Well before T-Bone Burnett became one of the hottest producers on the face of the Earth, he was hard at work sculpting the debut album of one of the biggest non-grunge buzz bands of the early '90’s, the Counting Crows.

‘August and Everything After' -- released 20 years ago today, on Sept. 14, 1993 -- is the band’s high-water mark, and it doesn't sound a day older than it did when it was released. That's a testament to both Burnett's old-style production techniques and the sheer strength of the nascent band’s songs.

The San Francisco-based Crows launched their career with a collection of stripped-down, country-inflected acoustic folk-rock tunes, and arriving at a time when amplifiers couldn’t have been louder and grunge ruled the airwaves, it was an outlier to say the least.

You might call them the Mumford & Sons or Lumineers of the '90s and on the same day 'August' dropped, the band’s label, DGC, also issued Nirvana’s third and final (and noisiest) studio album, ‘In Utero.’

Captaining the ship was lead singer and primary songwriter Adam Duritz, a former UC Berkeley English major who had dropped out just a few credits short of a degree. A decidedly more learned, thought-provoking and poetic lyricist than the majority of his contemporaries, Duritz shifts on 'August' from highly academic-sounding poetry (‘Murder of One,' from whose lyrics the band took its name) to disembodied works of surrealist art (‘Perfect Blue Buildings’) to straight-up story songs (‘Omaha’).

The band scored a string of hits from the album, including the dystopian call-to-arms ‘Round Here’; ‘Rain King,' a tune loosely based on Saul Bellow novel ‘Henderson the Rain King'; the aforementioned ‘Murder of One’; and the breakout single ‘Mr. Jones,’ all about wanting to be famous (or more specifically, wanting to be Bob Dylan). It may have been the greatest self-fulfilling-prophecy hit of the era.

At the time, however, not everyone was head-over-heels for the band. Entertainment Weekly music critic David Browne panned the album, giving it a "D" and citing numerous reasons why it was a derivative mess. He accused Duritz of trying to steal the "Van" out of Van Morrison, and he also noted the overt influences of R.E.M., 10,000 Maniacs, U2, Dion, the Band and of course, Dylan. It was a lesson in Rolling Stone magazine-style revisionist rock history -- wherein guys like John Mellencamp and bands like U2 and R.E.M. are the pinnacles of musical excellence.

Interestingly, before the Crows had even signed to DGC, they were asked to sub for Van Morrison at the 1993 Rock and Roll Hall of Fame induction ceremony, a point Browne apparently felt was insignificant to include in his tongue lashing of a review. At the Rock Hall, Duritz and co. were introduced by the Band’s guitarist Robbie Robertson, and they covered Morrison’s ‘Caravan.' That alone speaks volumes about their credibility, even at that early stage.

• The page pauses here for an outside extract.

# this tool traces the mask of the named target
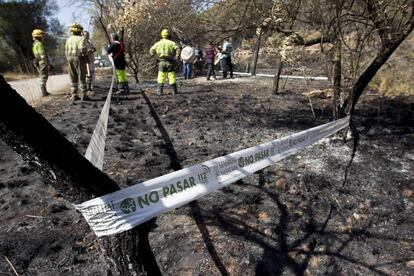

The most telling line in Browne’s review reads, “Surely it isn't a crime to recycle rock licks; if it were, Keith Richards would be doing hard time.” Therein lies the point of rock music. 'August' is excellent precisely because of what it references, and rock has survived over time because each generation of musicians reworks -- or steals, if you like -- what's come before.

Despite Browne's giant neon warning sign, the album performed incredibly well on the charts, reaching No. 4 on the Billboard 200 and No. 16 in the U.K. In 2007, ‘August’ was reissued with a treasure trove of bonus tracks, covers, outtakes and demos, as well as a live show recorded in 1994. The Crows followed that with 2011's 'August and Everything After: Live at Town Hall,' recorded in New York City.